These chocolate chunk muffins are irresistibly moist, with a perfect balance of chocolate batter and gooey chunks of dark chocolate. They are a must-try for any chocolate lover, and they come together in just 30 minutes. Whether for breakfast, a snack, or dessert, these muffins are sure to satisfy your sweet cravings!


Ingredients

Wet Ingredients:

250 ml buttermilk

120 ml vegetable oil

2 eggs

1/2 teaspoon vanilla extract

Dry Ingredients:

300 g plain flour

180 g sugar

60 g cocoa powder

1 teaspoon bicarbonate of soda

1 teaspoon instant coffee powder (optional but enhances flavor)

Pinch of salt

Add-ins:

200 g dark chocolate, chopped into chunks


Instructions

Step 1: Preheat the Oven

Preheat your oven to 180°C fan/200°C regular/400°F. Line a muffin tray with 6 muffin cases.

Step 2: Mix the Dry Ingredients

In a large mixing bowl, combine the flour, sugar, cocoa powder, bicarbonate of soda, and salt. Stir them together to evenly distribute the dry ingredients.

Step 3: Mix the Wet Ingredients

In a separate bowl, whisk together the buttermilk, vegetable oil, eggs, and vanilla extract until smooth and well combined.

Step 4: Combine Wet and Dry Ingredients

Pour the wet ingredients into the dry ingredients and mix together until just combined. Don’t overmix – the batter should be thick and a little lumpy.

Step 5: Add the Chocolate Chunks

Add the chopped dark chocolate to the batter and gently fold it in with a spatula, ensuring it’s evenly distributed.

Step 6: Bake

Spoon the batter evenly into the 6 muffin cases in your muffin tray.

Bake for about 20 minutes, or until a skewer inserted into the center of a muffin comes out clean with just a few moist crumbs. Be careful not to overbake!

Step 7: Cool

Let the muffins cool for 10 minutes in the tin before transferring them to a wire rack to cool completely (though they are absolutely delicious warm, especially with melted chocolate!).

Notes

Storage: Store in an airtight container for up to 5 days.

Reheat: To enjoy warm muffins, microwave for 20-second bursts until the chocolate softens.

Freezing: After cooling completely, place in a freezer bag and freeze for up to 3 months.
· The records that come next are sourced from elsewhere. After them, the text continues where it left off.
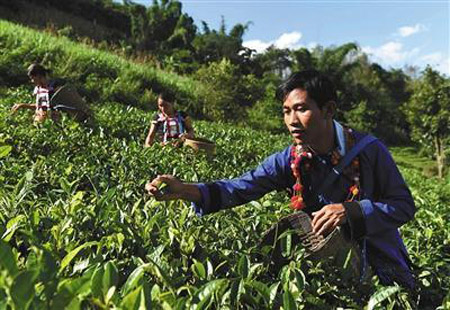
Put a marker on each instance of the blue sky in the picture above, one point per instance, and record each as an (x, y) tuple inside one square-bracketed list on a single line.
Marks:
[(394, 33)]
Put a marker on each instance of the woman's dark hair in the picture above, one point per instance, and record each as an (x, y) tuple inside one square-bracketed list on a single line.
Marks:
[(318, 86), (167, 97), (37, 69)]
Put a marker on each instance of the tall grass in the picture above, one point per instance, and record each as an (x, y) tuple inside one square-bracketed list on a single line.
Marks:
[(100, 76)]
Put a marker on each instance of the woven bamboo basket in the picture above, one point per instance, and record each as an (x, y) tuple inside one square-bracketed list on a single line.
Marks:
[(201, 144)]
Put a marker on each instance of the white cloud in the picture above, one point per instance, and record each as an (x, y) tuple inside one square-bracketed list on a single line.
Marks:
[(406, 31), (390, 53), (436, 60), (286, 40), (257, 45)]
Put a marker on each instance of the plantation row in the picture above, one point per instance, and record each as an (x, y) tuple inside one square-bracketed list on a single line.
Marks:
[(78, 232)]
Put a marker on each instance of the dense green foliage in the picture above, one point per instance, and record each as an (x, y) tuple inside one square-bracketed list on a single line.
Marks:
[(100, 76), (429, 114), (78, 232)]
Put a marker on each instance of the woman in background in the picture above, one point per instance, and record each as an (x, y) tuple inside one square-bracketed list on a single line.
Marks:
[(169, 123)]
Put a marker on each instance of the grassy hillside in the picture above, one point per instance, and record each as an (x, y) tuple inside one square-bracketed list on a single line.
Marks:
[(100, 76), (77, 228), (78, 232)]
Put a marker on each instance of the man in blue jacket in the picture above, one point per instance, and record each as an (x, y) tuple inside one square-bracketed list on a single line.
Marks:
[(369, 198)]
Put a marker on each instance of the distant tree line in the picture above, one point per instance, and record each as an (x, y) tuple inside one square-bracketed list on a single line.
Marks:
[(394, 104)]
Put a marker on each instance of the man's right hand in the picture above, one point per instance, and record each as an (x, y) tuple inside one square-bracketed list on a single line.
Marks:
[(176, 188)]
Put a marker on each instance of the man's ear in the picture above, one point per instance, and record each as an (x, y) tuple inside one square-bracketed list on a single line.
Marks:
[(329, 109)]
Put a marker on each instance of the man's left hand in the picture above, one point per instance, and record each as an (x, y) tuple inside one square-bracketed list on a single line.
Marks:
[(328, 218)]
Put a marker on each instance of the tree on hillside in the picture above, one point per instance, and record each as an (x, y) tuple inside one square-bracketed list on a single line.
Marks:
[(215, 45), (428, 112), (161, 27)]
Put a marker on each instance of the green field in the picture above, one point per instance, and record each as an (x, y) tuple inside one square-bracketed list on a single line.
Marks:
[(78, 232)]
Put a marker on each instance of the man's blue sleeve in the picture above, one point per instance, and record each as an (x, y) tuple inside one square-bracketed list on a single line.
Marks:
[(272, 174), (389, 205)]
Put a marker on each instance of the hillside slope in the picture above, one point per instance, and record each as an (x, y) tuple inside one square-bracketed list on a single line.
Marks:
[(100, 76)]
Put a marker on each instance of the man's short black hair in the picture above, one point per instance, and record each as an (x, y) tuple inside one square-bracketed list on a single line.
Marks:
[(166, 96), (319, 87), (37, 69)]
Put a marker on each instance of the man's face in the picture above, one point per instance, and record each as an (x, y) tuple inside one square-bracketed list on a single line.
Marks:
[(164, 106), (37, 80), (302, 116)]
Thaw at room temperature.

Buttermilk Substitute: If you don’t have buttermilk, mix 200 ml milk with 2 teaspoons of white wine vinegar or lemon juice and let it sit for at least 5 minutes before adding it to the batter.

Chocolate Substitutes: Feel free to swap dark chocolate for milk chocolate or even a mix of both!

Don’t Overmix: Stir the batter just until combined. Overmixing may make the muffins denser.